The company has argued that this approach allows hydrogen to be deployed at scale without requiring end-users to replace industrial equipment or heating systems.

In interviews and profiles, TES executives have described the company’s approach as a way to “ship sunlight” from regions with abundant renewable power to energy-importing markets, particularly Europe.

At the same time, the company’s strategy has been framed as a response to political pressure in Europe to diversify gas supply away from Russia while maintaining system reliability.

== Projects ==

=== Germany ===
TES has been closely associated with the development of LNG infrastructure at Wilhelmshaven, Germany’s only deep-water port. The site initially hosted floating LNG terminals commissioned after 2022 to address short-term supply risks.

TES has stated that these facilities are intended to be replaced over time by a permanent onshore terminal capable of handling both fossil LNG and hydrogen-derived synthetic gas.

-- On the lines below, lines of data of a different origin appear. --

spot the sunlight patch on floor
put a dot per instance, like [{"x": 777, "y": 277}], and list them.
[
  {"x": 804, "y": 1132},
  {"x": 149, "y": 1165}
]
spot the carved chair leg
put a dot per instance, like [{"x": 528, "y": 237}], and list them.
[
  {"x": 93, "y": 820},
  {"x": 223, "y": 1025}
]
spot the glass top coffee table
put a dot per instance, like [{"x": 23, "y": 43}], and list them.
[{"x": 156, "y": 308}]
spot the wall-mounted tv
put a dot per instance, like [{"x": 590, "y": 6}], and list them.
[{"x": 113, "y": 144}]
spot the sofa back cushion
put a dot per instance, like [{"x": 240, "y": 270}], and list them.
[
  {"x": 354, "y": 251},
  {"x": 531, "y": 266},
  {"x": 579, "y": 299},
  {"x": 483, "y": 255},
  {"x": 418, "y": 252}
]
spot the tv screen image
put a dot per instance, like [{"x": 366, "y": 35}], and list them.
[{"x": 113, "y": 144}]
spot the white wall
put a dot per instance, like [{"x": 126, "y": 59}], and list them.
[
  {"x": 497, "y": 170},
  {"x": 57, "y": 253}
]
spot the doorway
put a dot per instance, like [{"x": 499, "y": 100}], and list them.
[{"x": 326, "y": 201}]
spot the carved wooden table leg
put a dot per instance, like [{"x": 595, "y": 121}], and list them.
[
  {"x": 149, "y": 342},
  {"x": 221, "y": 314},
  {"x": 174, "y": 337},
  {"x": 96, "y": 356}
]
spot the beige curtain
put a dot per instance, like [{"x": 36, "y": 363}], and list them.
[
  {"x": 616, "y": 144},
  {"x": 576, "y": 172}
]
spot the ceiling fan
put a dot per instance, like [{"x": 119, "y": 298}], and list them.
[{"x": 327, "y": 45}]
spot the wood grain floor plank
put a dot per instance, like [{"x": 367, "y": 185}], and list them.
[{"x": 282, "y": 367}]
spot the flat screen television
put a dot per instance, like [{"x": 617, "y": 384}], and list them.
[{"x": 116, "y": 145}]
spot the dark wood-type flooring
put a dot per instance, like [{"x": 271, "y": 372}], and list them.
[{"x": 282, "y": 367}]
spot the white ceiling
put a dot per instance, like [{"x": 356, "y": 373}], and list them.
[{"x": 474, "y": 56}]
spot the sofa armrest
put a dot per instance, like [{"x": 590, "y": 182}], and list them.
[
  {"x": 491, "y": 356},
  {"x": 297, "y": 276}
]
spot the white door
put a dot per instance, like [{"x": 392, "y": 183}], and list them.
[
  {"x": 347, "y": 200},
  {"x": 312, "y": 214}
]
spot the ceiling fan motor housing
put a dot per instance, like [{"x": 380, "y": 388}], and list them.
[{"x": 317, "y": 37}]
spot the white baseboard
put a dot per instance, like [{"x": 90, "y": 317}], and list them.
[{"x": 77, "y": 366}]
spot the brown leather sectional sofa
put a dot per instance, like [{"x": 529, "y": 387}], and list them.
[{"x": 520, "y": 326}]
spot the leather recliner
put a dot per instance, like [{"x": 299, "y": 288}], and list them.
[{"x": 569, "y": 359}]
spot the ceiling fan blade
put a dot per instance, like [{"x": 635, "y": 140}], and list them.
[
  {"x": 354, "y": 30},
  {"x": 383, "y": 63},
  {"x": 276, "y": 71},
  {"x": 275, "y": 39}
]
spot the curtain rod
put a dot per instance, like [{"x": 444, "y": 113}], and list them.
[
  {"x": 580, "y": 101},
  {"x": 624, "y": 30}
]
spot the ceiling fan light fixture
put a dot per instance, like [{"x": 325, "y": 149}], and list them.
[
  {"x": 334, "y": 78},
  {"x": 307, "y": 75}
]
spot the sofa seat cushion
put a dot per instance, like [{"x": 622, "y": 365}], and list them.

The Wilhelmshaven project has been described in the New York Times as part of Germany’s broader effort to secure non-Russian gas supplies, with TES positioned as a developer seeking to integrate low-carbon fuels into the existing LNG value chain.

=== Canada ===
In 2023, TES announced plans to develop a multi-billion-dollar green hydrogen project in Québec, one of the largest such proposals in Canada at the time.

Reporting in the Financial Times and Reuters described the project as a response to generous North American tax incentives and abundant low-carbon electricity, with most of the hydrogen intended to be converted into synthetic natural gas.

The Québec project has been cited as an example of how industrial policy and subsidies are shaping the global hydrogen market, with TES comparing Canadian incentives favourably to European frameworks.

=== United States and other regions ===
TES has also been linked to proposed hydrogen-based fuel projects in the United States and the Middle East, often in collaboration with established energy companies.

These initiatives have been discussed in the context of global competition for clean-energy investment and the role of synthetic fuels in heavy industry and shipping.

=== Reception and analysis ===
TES's strategy has received mixed reactions from policymakers, analysts, and environmental groups.

Supporters argue that synthetic natural gas offers a pragmatic pathway to decarbonise existing gas systems, particularly for industries that are difficult to electrify, while enhancing energy security. Critics, however, have questioned whether synthetic methane can be produced at scale without significant efficiency losses or unintended climate impacts.

An FT Moral Money analysis highlighted concerns that methane-based alternatives could delay electrification and lock in gas infrastructure, even if emissions are lower than those of fossil fuels. Environmental organisations have also warned that methane leakage and the high cost of green hydrogen may undermine claims of climate neutrality.